Komandan Satgas (Dansatgas) Yonif 732/Banau, Letkol Inf Muhammad Nurul Chabihi, S.H., menegaskan bahwa kegiatan ini adalah wujud nyata pembinaan teritorial yang mengutamakan pendekatan hati ke hati.
“Kegiatan ibadah bersama ini bukan sekadar rutinitas, melainkan implementasi tugas kami untuk dekat dengan masyarakat. Selain menjaga keamanan, kami hadir memberikan keteduhan dan kebersamaan. Dari momen seperti ini, hubungan emosional antara prajurit dan warga semakin kuat, sehingga sinergi dalam menjaga kedaulatan dan ketahanan wilayah dapat terwujud, ” ujar beliau.

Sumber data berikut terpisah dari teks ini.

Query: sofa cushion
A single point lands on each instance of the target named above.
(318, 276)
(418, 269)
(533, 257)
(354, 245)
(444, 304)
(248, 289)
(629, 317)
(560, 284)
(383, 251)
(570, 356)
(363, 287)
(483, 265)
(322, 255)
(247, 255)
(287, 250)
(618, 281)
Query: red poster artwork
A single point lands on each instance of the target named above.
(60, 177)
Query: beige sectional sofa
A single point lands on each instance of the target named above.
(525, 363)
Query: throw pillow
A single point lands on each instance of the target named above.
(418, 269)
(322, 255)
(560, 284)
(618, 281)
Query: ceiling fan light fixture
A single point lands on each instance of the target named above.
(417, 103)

Beliau menambahkan, stabilitas suatu wilayah tidak hanya dilandasi oleh kekuatan senjata, namun juga oleh kokohnya jalinan sosial antara para pengayom dan masyarakatnya. Senada dengan itu, Numang, seorang tokoh masyarakat Kampung Merilaukin, mengungkapkan rasa harunya atas kebersamaan yang terjalin.
“Kami sangat senang dan bangga. Personel Satgas Yonif 732 tidak hanya menjaga keamanan, tetapi juga peduli dengan kehidupan rohani kami. Mereka beribadah bersama dan bercengkerama seperti keluarga. Ini membuat kami merasa aman dan nyaman, ” tuturnya.
Acara ibadah di Titik Kuat Merilaukin ditutup dengan keakraban melalui ramah tamah dan obrolan ringan. Interaksi hangat ini semakin menegaskan peran vital TNI di wilayah perbatasan, tidak hanya sebagai benteng pertahanan negara, tetapi juga sebagai perekat persatuan dan penjaga keharmonisan sosial.
Di Merilaukin, kebersamaan dalam setiap lantunan doa telah menjadi fondasi kepercayaan, memperkuat ikatan persaudaraan, dan pada akhirnya, memupuk ketahanan wilayah dari setiap sudut kehidupan masyarakat.